Depuis le début de la guerre en Iran fin février, le marché pétrolier mondial encaisse les chocs les uns après les autres. Et les dernières données disponibles suggèrent que la situation est en train de franchir un cap inquiétant.
En cause, évidemment, la fermeture du détroit d’Ormuz, par lequel transite environ 20 % du pétrole mondial. Résultat, l’offre s’est effondrée et les prix ont flambé. Au total, la guerre en Iran a déjà fait disparaître 1 milliard de barils du marché mondial. Et si la demande recule sous l’effet des prix élevés, cette baisse reste largement insuffisante. « Des prix du pétrole encore plus élevés sont à venir », alerte le cabinet d’analyse S&P Global Energy.

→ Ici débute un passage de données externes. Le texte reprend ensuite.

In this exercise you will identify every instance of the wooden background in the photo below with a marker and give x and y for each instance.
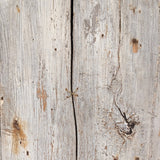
(115, 54)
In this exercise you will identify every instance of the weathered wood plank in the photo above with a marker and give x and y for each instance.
(37, 120)
(116, 56)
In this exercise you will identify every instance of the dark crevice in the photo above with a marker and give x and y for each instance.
(74, 111)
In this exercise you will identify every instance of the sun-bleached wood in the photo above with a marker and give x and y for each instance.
(117, 54)
(36, 117)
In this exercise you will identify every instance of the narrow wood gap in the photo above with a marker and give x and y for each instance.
(74, 111)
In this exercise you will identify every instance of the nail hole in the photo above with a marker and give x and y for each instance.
(27, 153)
(102, 35)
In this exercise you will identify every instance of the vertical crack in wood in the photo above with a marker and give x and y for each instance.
(119, 46)
(74, 111)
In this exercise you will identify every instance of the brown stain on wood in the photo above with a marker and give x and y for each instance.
(134, 45)
(42, 95)
(19, 138)
(18, 9)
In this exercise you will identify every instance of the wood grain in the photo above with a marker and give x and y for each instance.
(116, 70)
(35, 70)
(116, 55)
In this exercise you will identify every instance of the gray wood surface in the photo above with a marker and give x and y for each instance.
(116, 65)
(117, 55)
(37, 120)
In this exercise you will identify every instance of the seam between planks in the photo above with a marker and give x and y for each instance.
(74, 111)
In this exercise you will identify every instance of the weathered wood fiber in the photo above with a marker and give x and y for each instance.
(37, 120)
(117, 54)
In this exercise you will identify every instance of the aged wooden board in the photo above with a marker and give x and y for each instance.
(116, 68)
(36, 117)
(117, 59)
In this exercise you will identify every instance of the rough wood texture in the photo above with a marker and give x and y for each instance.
(116, 63)
(37, 120)
(117, 55)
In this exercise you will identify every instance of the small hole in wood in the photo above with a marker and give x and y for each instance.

Un recul historique des stocks
En avril, les stocks mondiaux de brut ont ainsi chuté de près de 200 millions de barils, soit 6,6 millions de barils par jour. C’est un record absolu, sans précédent en dehors de la pandémie de Covid-19. Ces chiffres prennent en compte l’ensemble des réserves : celles des gouvernements, des entreprises, et même le pétrole actuellement stocké à bord des tankers en mer. Ils intègrent également les barils déjà libérés par la Réserve stratégique américaine depuis le début de la crise.

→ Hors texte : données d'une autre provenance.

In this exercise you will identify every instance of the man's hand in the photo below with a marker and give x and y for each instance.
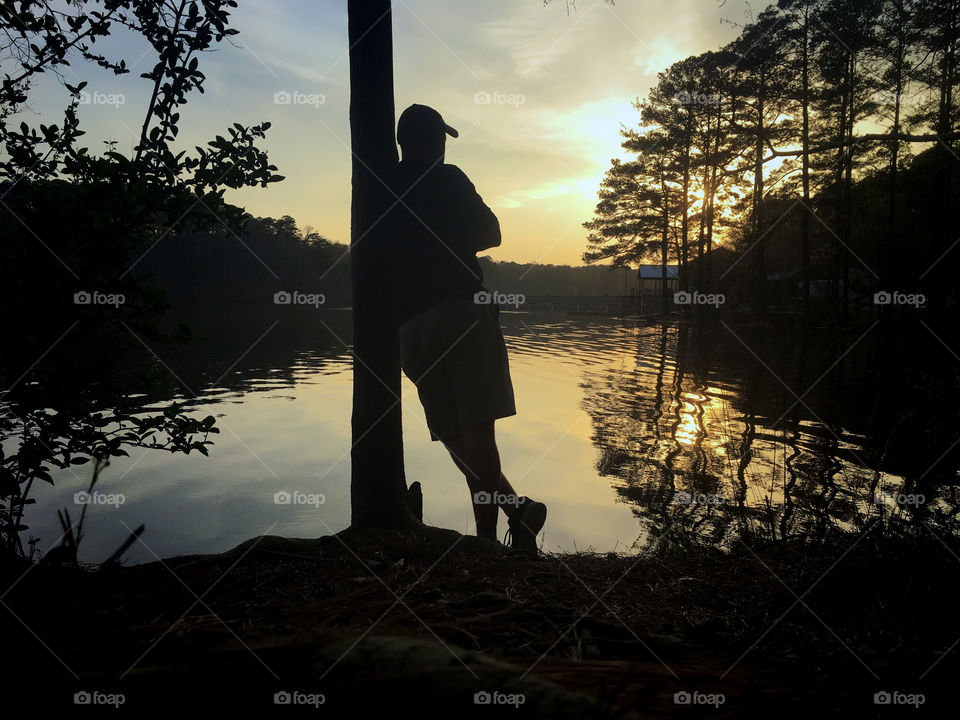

« C’est massif, c’est bien au-delà de la fourchette habituelle », constate Jim Burkhard, directeur de la recherche sur le pétrole brut chez S&P Global. « Un ajustement inévitable du marché se profile », car « le pire de la crise est devant nous », prévient-il.
Une situation critique alors même que les 32 pays membres de l’Agence internationale de l’énergie ont décidé de libérer 400 millions de barils depuis leurs réserves stratégiques dès le mois de mars. L’opération est d’une ampleur jamais vue dans l’histoire de l’organisation, mais elle semble insuffisante pour enrayer la spirale.

45 jours de réserves restantes
Selon les analystes de Goldman Sachs, les stocks mondiaux approchent désormais leur niveau le plus bas depuis huit ans. Et le tableau est particulièrement sombre pour les produits raffinés comme l’essence, le diesel et le kérosène : il n’en resterait plus que 45 jours de consommation mondiale. D’où les mesures drastiques prises par plusieurs compagnies aériennes ces dernières semaines.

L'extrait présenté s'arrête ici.